Castor de Andrade (12/02/1916-11/04/1997). Estava lendo sobre ele outro dia, que por muito tempo comandou o “inocente” jogo do bicho no Rio de Janeiro e até em outros estados. Vi uma entrevista dele no programa do Jô Soares em que, sorrindo, falava da origem de seu império, quando ainda era menino. Disse que a avó, para ajudar nas despesas da casa, começou a mexer com a loteria do mundo animal. O pai, que era maquinista ferroviário, percebendo ali um negócio lucrativo, deixou o emprego e passou a ajudar a mãe e o negócio prosperou. No fim, sobrou pra ele e virou o que virou.

Castor tinha o costume de andar escoltado até por 23 seguranças.
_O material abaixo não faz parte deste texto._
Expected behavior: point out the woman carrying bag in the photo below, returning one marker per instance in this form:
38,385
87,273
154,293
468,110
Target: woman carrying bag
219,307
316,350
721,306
Lembro de um repórter descrevendo Castor a medida em que ele se aproximava – “lá vem ele rumo a seu luxuoso carrão, passos largos, chapéu lindo, terno de fino corte, sapato de cromo alemão e meias importadas”. Era super-simpático, cara de bom pai e avô carinhoso, andava pelas ruas distribuindo sorrisos, mas quando saía do sério, sai de baixo. Resolvia tudo na bala. Formado em Direito, de boa cultura, era amigo de ministros e outros babados mais.
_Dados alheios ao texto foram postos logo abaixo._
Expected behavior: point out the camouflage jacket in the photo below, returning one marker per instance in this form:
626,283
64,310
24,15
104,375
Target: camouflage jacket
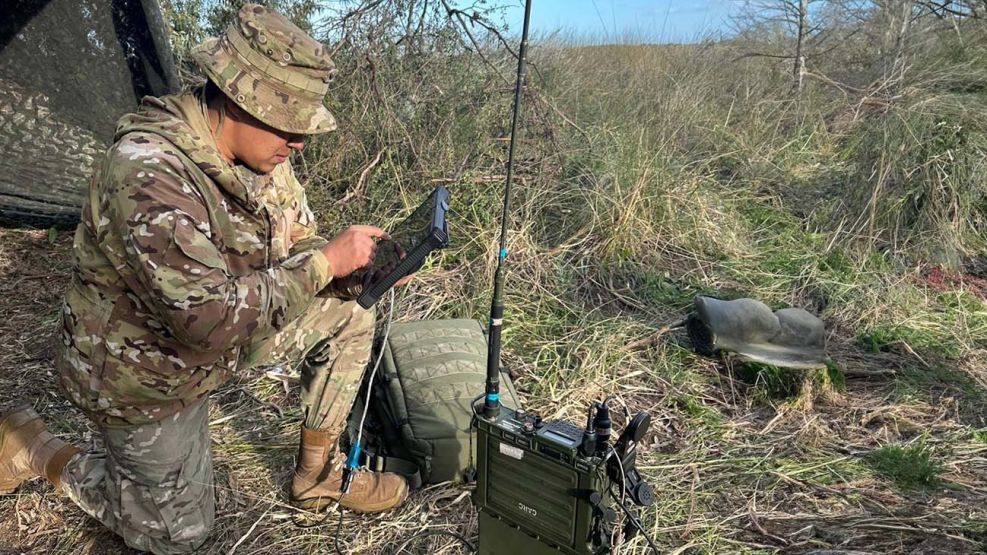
180,260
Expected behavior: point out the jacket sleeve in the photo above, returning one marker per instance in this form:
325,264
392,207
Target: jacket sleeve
304,227
163,226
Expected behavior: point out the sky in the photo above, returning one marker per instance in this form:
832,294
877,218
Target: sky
626,20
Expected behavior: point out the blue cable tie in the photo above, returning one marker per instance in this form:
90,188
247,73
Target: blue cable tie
354,459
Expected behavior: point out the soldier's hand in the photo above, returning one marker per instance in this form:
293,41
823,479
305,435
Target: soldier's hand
352,249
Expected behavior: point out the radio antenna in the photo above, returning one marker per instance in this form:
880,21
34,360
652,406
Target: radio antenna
491,404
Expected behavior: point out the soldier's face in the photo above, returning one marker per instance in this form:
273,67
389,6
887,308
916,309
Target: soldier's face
261,147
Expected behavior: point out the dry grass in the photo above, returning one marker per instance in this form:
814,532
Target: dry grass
646,176
737,471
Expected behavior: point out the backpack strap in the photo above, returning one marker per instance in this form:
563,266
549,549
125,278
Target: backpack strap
381,463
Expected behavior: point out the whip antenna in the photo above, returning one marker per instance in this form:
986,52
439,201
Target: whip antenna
491,404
Moça Bonita – acho lindo este nome –, estádio do Bangu. Castor era tudo para o clube, herdou a paixão pelo alvirrubro do pai, que havia sido presidente nos anos 60. Os jogadores que caíam na sua graça nadavam de braçadas na grana. O saudoso craque Marco Antônio dizia que Castor era a Serra Pelada de sua vida.
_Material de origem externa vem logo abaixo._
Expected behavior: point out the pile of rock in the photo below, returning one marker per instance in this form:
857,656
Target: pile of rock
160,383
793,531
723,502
Algumas frases ditas pelo tão falado bicheiro viraram folclore – “Se não tiver torcida eu mando comprar” ou “Tenho amigos de esquerda, de direita e do centro, não tenho culpa se mudam de lado”. Castor era o tipo de dirigente que não existe mais e que na minha opinião faz enorme falta ao mundo esportivo. O saudoso jornalista João Saldanha, um apaixonado por futebol que comandou a seleção brasileira na fase pré-Copa de 1970, estava no estúdio de TV e comentou que o bicheiro e contraventor Castor de Andrade havia subornado o goleiro Manga, do Botafogo.

O homem que a tudo assistia ficou uma fera, pegou seus seguranças, correu pra TV e invadiu o estúdio com duas máquinas (revólveres) nas mãos. Castor disse que foi um corre-corre danado. Pois bem, revelou o bicheiro, “o Saldanha era macho mesmo e me enfrentou”. Tempos depois, resolveu ir pra cima de Saldanha enquadrando-o num processo. Ao ser ouvido, o jornalista deu uma de bagre ensaboado: “Castor é um homem importante para o nosso futebol, nada sei sobre sua vida particular e nada mais falarei”. Castor fechou: “Isso é o que eu chamo de dignidade.”

Sócrates contou-me certa noite que, na Copa de 1986, Telê Santana convocou o ponta-direita do Bangu, o jogador Marinho, que explodiu no América de São José do Rio Preto e que Castor de Andrade espertamente contratou. Pois bem, lá na Toca da Raposa, CT do Cruzeiro, onde a seleção treinava, ele percebeu que Marinho havia se isolado, passando ares de que algo o incomodava. Sócrates sacou o momento “deprê” do ponta e foi até ele, que disse: “Sócrates, mudamos faz pouco tempo para o Rio de Janeiro, não temos amigos ainda e minha esposa, para não ficar sozinha, trancou a casa e foi pra casa da mãe em Rio Preto. Voltou hoje e encontrou nossa casa arrombada, levaram tudo, e eu aqui não tenho como ajudá-la”.

Magrão, na hora, disse: “Marinho, você esqueceu que o presidente do seu time é o Castor de Andrade? O Rei do Rio? Vamos ligar pra ele.” Não deu outra. Castor, como um velho pai dando conselhos ao filho, calmamente falou: “Marinho, meu filho, fique tranquilo, vou acomodar sua família num hotel e colocar segurança em sua casa 24 horas, só te peço três dias e tudo estará em sua casa de volta, o que mais quero é que você tenha paz para representar nosso Bangu nesta maravilhosa seleção.”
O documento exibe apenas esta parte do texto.